Première anecdote
Je suis tombé sur un article très intéressant sur le blog officiel de Google. Il y est fait référence à un article du journal Electrical World, qui dit en substance :
« Les raisons fondamentales pour lesquelles la voiture électrique n’a pas atteint la popularité qu’elle mérite sont (1) l’échec des constructeurs à éduquer correctement le public quant à l’utilité extraordinaire de l’électricité ; (2) l’échec des compagnies d’électricité à offrir un réseau de stations de recharges adéquates faciles à utiliser. Les premiers véhicules à la vitesse, l’autonomie et l’utilité limitées, ont produit une impression populaire qui est toujours présente. »
C’est une remarque on ne peut plus juste et contemporaine, n’est-ce pas ? Et pourtant, elle a été écrite en 1916 ! Même si la démocratisation des véhicules électriques s’est grandement accélérée ces dernières années, c’est incroyable de voir que la situation a si peu évolué pendant un siècle…
Deuxième anecdote
Autre chose, toujours sur le même sujet.
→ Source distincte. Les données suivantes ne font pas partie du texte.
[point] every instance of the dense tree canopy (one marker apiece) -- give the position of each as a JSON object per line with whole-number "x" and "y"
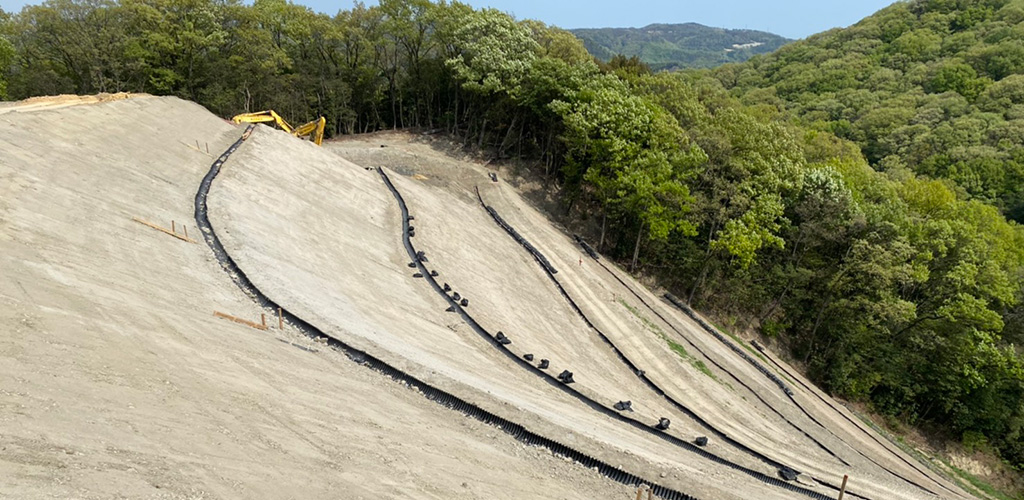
{"x": 845, "y": 195}
{"x": 929, "y": 85}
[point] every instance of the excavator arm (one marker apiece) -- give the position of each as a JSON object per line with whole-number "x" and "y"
{"x": 313, "y": 129}
{"x": 263, "y": 117}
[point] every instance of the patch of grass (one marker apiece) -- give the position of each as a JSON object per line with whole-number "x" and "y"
{"x": 675, "y": 346}
{"x": 918, "y": 455}
{"x": 753, "y": 350}
{"x": 977, "y": 484}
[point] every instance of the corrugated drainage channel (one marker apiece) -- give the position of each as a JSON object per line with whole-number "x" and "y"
{"x": 690, "y": 313}
{"x": 714, "y": 332}
{"x": 361, "y": 358}
{"x": 608, "y": 411}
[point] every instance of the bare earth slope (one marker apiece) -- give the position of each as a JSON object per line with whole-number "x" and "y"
{"x": 117, "y": 381}
{"x": 509, "y": 291}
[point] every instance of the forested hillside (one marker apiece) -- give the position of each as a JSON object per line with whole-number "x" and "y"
{"x": 933, "y": 86}
{"x": 679, "y": 46}
{"x": 896, "y": 287}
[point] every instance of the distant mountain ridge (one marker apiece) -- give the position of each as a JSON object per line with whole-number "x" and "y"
{"x": 679, "y": 46}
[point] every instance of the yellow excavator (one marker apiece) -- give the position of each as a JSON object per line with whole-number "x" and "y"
{"x": 313, "y": 129}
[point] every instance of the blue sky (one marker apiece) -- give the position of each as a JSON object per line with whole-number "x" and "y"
{"x": 794, "y": 18}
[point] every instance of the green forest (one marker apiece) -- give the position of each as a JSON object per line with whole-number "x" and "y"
{"x": 678, "y": 46}
{"x": 854, "y": 196}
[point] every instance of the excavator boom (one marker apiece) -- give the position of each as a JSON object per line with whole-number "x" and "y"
{"x": 313, "y": 129}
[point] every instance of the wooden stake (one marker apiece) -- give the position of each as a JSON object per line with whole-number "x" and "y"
{"x": 239, "y": 320}
{"x": 163, "y": 230}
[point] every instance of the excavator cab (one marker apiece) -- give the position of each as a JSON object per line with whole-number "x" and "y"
{"x": 313, "y": 130}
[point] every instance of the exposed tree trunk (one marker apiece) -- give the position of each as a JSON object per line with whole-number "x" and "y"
{"x": 636, "y": 249}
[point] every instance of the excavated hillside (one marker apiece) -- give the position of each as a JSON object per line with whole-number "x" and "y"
{"x": 117, "y": 377}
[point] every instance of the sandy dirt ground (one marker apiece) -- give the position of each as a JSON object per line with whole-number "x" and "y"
{"x": 513, "y": 291}
{"x": 117, "y": 380}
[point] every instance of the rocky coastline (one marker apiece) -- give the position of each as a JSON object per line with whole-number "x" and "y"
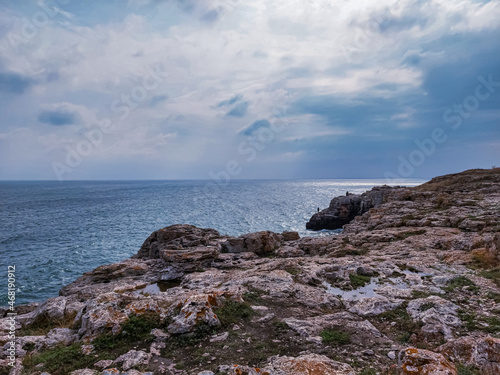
{"x": 410, "y": 286}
En visitant le Musée Porsche à Stuttgart, vous pourrez voir − au milieu de voitures comptant parmi les plus belles réalisations de l’industrie automobile − un prototype réalisé par Ferdinand Porsche au début de sa carrière. Il s’agit d’une roue intégrant un moteur électrique, datant de 1898.
Nul doute qu’à l’époque c’était quelque chose d’absolument révolutionnaire, et je déplore que l’homme ait arrêté ses recherches sur l’électricité par la suite. Ses talents auraient peut-être apporté aux voitures électriques le même succès qu’aux véhicules populaires et aux voitures de course.
Là où ça devient intéressant, c’est lorsque Michelin présente en 2008 (pile 110 ans plus tard) un concept “révolutionnaire”, l’Active Wheel, qui place un moteur électrique à l’intérieur d’une roue. Wow, quelle nouveauté !
(ok, pour le coup l’Active Wheel intègre la suspension en plus du moteur…)
Évidemment, l’efficacité énergétique et la praticité d’une solution moderne n’ont rien à voir avec ce qui a pu être conçu un siècle plus tôt. Mais ça montre bien que les innovations ne sont souvent qu’une remise au goût du jour de concepts anciens (et d’ailleurs, les vraies innovations sont souvent une manière moderne de combiner de vieux concepts).
En cherchant un peu, on se rend compte que c’est une invention qui a été réinventée de nombreuses fois. Et pour la petite histoire, Michelin a abandonné l’Active Wheel en 2014.
Et alors ?
Ces deux anecdotes montrent que les technologies n’évoluent pas si vite que ça. Ou plutôt, elles évoluent très vite, mais souvent pour revenir au même point.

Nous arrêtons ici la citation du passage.